Related terms: Authentication/Authorization, Online, SSO (Single Sign-On)
Explanation of the principle
The storage and distribution of data has evolved dramatically in recent decades. These developments include the vast increases in the availability of data online and the speed of transfer, as well as the ability to run queries over numerous datasets using Application Program Interfaces (APIs). Users now expect data to be available on demand, via online services, i.e. a web address. Currently, this means a URL responding to HTTP, HTTPS, or FTP based protocols. To meet a wide variety of use cases, particularly analysis at scale, users expect data to be usable by a human via a user interface (providing at least download but also tools for visualisation and analysis) and to be ‘machine-usable’ via an API.

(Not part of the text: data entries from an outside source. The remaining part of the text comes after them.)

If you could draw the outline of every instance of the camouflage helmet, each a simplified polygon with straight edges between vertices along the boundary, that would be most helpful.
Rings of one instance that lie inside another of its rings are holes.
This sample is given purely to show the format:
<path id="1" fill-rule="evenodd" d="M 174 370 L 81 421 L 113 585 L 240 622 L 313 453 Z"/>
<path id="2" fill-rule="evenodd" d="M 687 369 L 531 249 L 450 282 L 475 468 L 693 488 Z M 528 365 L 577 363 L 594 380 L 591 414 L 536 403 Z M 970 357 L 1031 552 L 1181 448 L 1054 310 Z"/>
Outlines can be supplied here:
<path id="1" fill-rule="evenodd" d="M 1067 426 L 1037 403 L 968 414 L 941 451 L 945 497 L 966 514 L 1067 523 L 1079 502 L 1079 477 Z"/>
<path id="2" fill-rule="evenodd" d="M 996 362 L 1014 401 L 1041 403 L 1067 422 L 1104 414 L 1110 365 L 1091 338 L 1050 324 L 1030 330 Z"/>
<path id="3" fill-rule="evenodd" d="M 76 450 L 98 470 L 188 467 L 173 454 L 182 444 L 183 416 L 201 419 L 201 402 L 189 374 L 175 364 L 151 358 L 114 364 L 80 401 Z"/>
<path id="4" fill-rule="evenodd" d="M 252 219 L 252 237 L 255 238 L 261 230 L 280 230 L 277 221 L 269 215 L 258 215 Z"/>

There are several types of online services. A few of these are:
- Direct access service, allowing the user to download data to their computer;
- Direct Web service, allowing a machine to download a large number of files;
- Browse services, which allow users to inspect representations of candidate files before ordering;
- Visualisation services allowing a user to view images of data and possibly to superpose it on other data. For geospatial data this would typically be via a Web Map Service (e.g. OGC WMS / WMTS);
- In place processing of the data:
· Since the volume of data is increasing dramatically, it is desirable to perform processing and analysis of the data in place, i.e. before downloading the source data;
· The OGC WPS provides a standardized way to remotely execute processing.;
· In order to ease the transfer of the processors, some techniques can be used: e.g. virtualization, or docker techniques.
Guidance on Implementation, with Examples
1. Simple architecture: The data access architecture should be simple to implement
2. Use of standards: The data access system should rely on standards. Examples of standards are:
- OGC standards,
- CEOS OpenSearch,
3. Archived data repackaging/reformatting: Data should be provided in the standard formats that are needed by the designated communities and in exchange formats to facilitate interchange between archives.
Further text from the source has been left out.